Ich lernte, dass diese Freude nichts für schwache Nerven ist. Ja, heilige Freude zu praktizieren ist eines der stärksten Dinge, die wir tun können. Freude ist eine machtvolle, anhaltende Bekräftigung des Guten, die besonders dann vonnöten ist, wenn die Situation problematisch wird. Freude für mich zu behaupten und zu verkörpern war der Anfang einer deutlichen Wendung hin zu der körperlichen Heilung, die ich schließlich erlebte.

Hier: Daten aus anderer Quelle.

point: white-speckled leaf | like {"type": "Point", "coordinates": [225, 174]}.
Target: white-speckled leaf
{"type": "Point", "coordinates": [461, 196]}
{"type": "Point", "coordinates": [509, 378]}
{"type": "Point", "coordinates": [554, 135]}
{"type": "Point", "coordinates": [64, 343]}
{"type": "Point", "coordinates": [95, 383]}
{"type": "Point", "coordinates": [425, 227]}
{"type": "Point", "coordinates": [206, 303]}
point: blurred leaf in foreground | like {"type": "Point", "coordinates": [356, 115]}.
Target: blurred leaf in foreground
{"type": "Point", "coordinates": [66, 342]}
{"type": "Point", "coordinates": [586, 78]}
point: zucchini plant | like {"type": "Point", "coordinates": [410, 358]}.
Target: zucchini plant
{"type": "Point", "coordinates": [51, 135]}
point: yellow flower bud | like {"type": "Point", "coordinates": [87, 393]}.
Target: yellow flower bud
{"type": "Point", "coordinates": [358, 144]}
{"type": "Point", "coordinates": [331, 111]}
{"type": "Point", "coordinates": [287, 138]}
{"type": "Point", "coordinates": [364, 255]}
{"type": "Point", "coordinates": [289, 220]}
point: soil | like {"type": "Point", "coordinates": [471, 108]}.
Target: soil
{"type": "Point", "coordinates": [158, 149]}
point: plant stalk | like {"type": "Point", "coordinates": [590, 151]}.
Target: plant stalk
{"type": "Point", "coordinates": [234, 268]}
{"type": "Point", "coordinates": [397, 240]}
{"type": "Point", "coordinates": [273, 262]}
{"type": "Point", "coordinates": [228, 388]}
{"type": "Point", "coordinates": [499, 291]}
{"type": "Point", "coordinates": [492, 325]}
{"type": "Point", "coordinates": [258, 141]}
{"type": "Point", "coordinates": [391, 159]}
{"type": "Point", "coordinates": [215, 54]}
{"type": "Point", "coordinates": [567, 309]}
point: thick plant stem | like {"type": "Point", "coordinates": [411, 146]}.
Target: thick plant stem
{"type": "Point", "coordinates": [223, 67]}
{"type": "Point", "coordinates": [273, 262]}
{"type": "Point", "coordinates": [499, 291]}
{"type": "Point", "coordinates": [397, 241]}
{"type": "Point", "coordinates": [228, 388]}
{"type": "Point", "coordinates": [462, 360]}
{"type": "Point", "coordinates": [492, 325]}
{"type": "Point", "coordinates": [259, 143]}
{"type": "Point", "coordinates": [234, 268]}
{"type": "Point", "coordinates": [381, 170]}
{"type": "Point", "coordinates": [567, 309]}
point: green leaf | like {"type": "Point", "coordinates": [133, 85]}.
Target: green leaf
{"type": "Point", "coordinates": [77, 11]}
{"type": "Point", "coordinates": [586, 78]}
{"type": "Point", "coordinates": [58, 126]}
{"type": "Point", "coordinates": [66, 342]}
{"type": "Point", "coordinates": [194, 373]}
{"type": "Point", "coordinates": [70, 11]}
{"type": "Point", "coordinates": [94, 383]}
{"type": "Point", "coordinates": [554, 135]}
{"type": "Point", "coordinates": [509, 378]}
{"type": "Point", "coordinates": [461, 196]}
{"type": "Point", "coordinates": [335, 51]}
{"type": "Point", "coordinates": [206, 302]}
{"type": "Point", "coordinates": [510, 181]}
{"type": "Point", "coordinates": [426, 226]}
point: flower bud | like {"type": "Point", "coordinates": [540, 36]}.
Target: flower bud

Ich betrachte Freude gern als das, was sie in Wirklichkeit ist: unsere uns innewohnende Resilienz. Seelen-Freude heilt unsere Trauer. Sie vertreibt Verzweiflung aus unserem Konzept von uns und anderen, widersteht Polarisierung und vereint Familien, Gemeinschaften und sogar Nationen. Sie vertreibt die Schwere, räumt Depression aus und löst die Schleier mentaler Nebelschwaden und von Krankheit auf. Sie ist ein aktiver Bestandteil der Heilung begrenzter, materieller Vorstellungen, einschließlich Krankheit, Sünde und schlussendlich Tod.
Seelen-Freude ist ferner eine unermüdliche Zeugin für Wahrheit. Sie erlischt nicht vor Furcht, denn sie verneigt sich nicht vor dem Altar der Verzweiflung. Sie stellt auch keinen Platz für Entmutigung oder Selbstmitleid bereit.
Und ich lerne noch etwas: Freude und Dankbarkeit sind beste Freundinnen. Ich habe – wie Sie vielleicht auch schon – beobachtet, wie sie Hand in Hand die Straße entlanggehen. Zusammen bahnen sie sich einen völlig sicheren Weg durch die dunklen Orte der Furcht. Ich habe sogar erlebt, wie sie Stürme ausgelacht und gemeinsam mit einem weiteren engen Vertrauten, dem Mut, gelassen auf dem stärksten Wind geritten sind.
Ich glaube, ich brauche noch viele weitere Haftzettel!